NETHERLANDS - Dutch trade union FNV is demanding that PMT, the €30bn Dutch pension scheme for metalworking and mechanical engineering, withdraw its investments from Paulson, the activist hedge fund.
FNV governor Jan Berghuis, who's also employee chairman within the PMT board, wants PMT to sells its entire stake in Paulson after it appeared that Paulson and Centaurus want to want to replace the management at industrial group Stork.
Stork was one of the companies targeted by Paulson teaming up with Centaurus, another hedge fund, who want to split-up its divisions.
"The continuing efforts of the hedge fund Paulson to split Stork seriously endangers employment," said Berghuis in an interview with Dutch financial daily Financieele Dagbald this weekend.
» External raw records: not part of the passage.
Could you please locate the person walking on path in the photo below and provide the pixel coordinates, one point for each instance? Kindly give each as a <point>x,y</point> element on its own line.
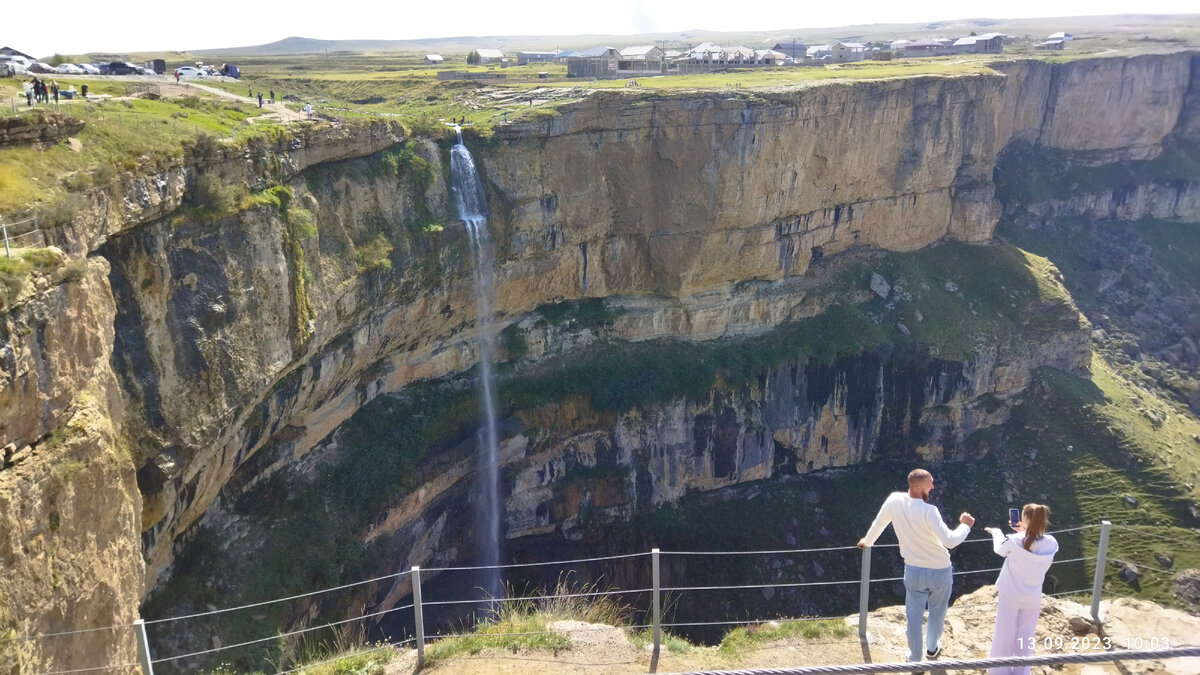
<point>1027,555</point>
<point>924,545</point>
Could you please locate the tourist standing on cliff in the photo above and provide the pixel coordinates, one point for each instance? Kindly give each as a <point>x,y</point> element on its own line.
<point>924,545</point>
<point>1027,555</point>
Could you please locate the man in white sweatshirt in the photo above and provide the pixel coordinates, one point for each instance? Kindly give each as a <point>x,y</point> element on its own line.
<point>924,543</point>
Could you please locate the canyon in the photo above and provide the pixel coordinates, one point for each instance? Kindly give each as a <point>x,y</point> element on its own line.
<point>685,302</point>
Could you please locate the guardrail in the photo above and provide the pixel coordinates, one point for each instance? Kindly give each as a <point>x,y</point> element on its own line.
<point>654,613</point>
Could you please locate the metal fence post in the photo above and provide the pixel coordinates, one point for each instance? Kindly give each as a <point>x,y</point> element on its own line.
<point>418,616</point>
<point>864,592</point>
<point>143,647</point>
<point>1102,555</point>
<point>657,608</point>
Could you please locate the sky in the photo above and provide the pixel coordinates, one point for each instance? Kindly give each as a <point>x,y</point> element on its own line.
<point>76,27</point>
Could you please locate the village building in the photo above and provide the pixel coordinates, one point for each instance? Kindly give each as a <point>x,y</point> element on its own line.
<point>985,43</point>
<point>793,49</point>
<point>819,52</point>
<point>11,52</point>
<point>535,58</point>
<point>928,47</point>
<point>642,60</point>
<point>846,52</point>
<point>491,57</point>
<point>599,63</point>
<point>769,58</point>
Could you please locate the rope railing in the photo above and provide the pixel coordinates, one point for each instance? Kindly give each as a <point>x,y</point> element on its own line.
<point>263,603</point>
<point>653,614</point>
<point>1137,530</point>
<point>533,598</point>
<point>280,635</point>
<point>95,669</point>
<point>549,562</point>
<point>66,633</point>
<point>964,663</point>
<point>340,657</point>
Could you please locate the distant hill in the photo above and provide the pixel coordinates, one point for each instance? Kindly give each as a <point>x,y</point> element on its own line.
<point>1171,27</point>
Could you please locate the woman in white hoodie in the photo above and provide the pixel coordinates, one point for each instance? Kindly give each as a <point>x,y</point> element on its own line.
<point>1027,555</point>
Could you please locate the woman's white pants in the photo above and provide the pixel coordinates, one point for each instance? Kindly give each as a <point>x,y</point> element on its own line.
<point>1015,634</point>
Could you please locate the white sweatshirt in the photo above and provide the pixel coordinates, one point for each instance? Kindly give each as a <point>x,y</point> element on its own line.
<point>924,537</point>
<point>1020,579</point>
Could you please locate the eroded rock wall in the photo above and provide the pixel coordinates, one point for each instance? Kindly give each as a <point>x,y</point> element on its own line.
<point>701,211</point>
<point>70,544</point>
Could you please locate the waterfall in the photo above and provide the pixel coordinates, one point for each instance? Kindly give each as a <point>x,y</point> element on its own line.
<point>472,204</point>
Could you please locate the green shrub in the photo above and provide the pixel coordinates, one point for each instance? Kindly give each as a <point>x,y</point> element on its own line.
<point>514,342</point>
<point>744,638</point>
<point>216,196</point>
<point>76,270</point>
<point>43,260</point>
<point>205,147</point>
<point>375,254</point>
<point>13,274</point>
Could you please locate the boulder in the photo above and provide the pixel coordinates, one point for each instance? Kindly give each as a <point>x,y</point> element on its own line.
<point>1128,573</point>
<point>880,286</point>
<point>1080,626</point>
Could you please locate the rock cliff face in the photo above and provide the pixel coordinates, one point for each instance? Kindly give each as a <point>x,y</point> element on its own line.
<point>69,531</point>
<point>243,342</point>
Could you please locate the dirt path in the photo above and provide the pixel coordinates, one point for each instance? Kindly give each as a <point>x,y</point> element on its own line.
<point>276,111</point>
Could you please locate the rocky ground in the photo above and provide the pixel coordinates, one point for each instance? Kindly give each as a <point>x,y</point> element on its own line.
<point>603,649</point>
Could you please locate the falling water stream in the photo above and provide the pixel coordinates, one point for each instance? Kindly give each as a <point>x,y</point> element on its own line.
<point>472,204</point>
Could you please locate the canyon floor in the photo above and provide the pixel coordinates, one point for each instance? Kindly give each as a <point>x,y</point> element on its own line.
<point>603,649</point>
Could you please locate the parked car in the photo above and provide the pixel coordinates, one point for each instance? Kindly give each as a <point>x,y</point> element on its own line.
<point>123,67</point>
"In earlier talks PMT tried to persuade Paulson," he added. "But now that they threaten with dismissal of the directors we act."
Earlier this month IPE reported how hedge funds have come under sustained attack in The Netherlands, when Henk van der Kolk, chairman of FNV Bondgenoten, the largest union in the market sector, accused hedge funds and private equity funds of causing considerable unrest.
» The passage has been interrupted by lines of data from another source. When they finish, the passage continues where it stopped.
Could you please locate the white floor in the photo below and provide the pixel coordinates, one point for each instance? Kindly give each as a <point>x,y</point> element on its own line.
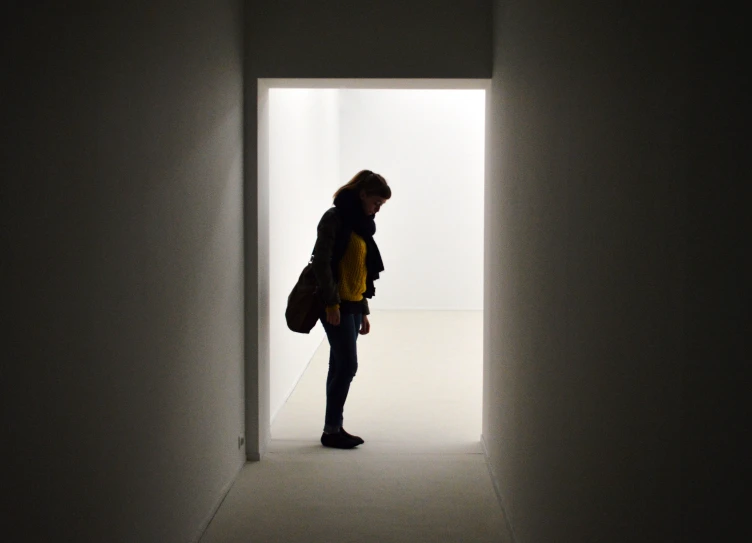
<point>421,475</point>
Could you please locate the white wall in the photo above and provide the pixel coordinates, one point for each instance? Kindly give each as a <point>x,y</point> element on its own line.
<point>429,145</point>
<point>303,165</point>
<point>298,38</point>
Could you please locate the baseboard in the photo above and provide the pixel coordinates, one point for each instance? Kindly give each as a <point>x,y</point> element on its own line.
<point>222,495</point>
<point>497,489</point>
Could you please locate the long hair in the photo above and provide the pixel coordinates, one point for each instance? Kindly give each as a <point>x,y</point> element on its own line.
<point>372,183</point>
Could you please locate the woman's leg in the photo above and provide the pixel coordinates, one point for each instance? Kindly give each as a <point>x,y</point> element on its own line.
<point>343,365</point>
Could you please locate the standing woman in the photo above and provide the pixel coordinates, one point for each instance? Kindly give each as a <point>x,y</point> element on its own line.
<point>346,262</point>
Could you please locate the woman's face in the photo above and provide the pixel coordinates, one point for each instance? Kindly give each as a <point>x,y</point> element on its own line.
<point>371,204</point>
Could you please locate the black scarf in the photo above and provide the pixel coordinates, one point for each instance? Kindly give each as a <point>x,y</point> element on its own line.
<point>354,219</point>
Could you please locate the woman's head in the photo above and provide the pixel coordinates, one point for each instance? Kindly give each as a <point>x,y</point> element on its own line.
<point>372,189</point>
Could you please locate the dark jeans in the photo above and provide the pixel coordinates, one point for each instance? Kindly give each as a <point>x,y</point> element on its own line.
<point>343,365</point>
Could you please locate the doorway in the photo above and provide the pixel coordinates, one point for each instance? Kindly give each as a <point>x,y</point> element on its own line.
<point>427,138</point>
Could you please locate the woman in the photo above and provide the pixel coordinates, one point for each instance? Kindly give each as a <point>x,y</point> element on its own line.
<point>346,262</point>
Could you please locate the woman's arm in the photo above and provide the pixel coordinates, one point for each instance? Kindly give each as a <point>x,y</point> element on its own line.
<point>322,259</point>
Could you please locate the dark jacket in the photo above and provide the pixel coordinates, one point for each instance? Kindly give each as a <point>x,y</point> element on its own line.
<point>331,244</point>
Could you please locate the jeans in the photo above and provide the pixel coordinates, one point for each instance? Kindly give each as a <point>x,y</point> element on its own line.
<point>343,365</point>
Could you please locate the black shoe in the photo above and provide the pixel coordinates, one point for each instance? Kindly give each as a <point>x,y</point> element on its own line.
<point>350,436</point>
<point>338,441</point>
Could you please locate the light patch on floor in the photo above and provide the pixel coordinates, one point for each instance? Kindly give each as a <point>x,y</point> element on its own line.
<point>420,476</point>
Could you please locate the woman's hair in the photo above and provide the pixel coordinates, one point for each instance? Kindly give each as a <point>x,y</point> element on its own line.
<point>372,183</point>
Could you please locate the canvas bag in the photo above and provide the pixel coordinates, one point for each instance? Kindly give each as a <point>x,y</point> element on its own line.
<point>304,304</point>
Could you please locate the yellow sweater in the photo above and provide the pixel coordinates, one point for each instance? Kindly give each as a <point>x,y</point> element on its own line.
<point>352,271</point>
"Their goal seems to be buying, splitting of companies or parts of them as quickly as possible," he says.
Stork chairman Sjoerd Vollebregt concurred, saying: "Some just go too far. They aim at creating momentum and a quick profit on market valuations."
A survey by the daily newspaper NRC showed that Dutch pension schemes have invested around €15bn in hedge funds and private equity: ABP appeared as the largest investor, with over €6bn, PMT came second with €1.12bn, and third was Shell Netherlands pension fund with about €1bn invested.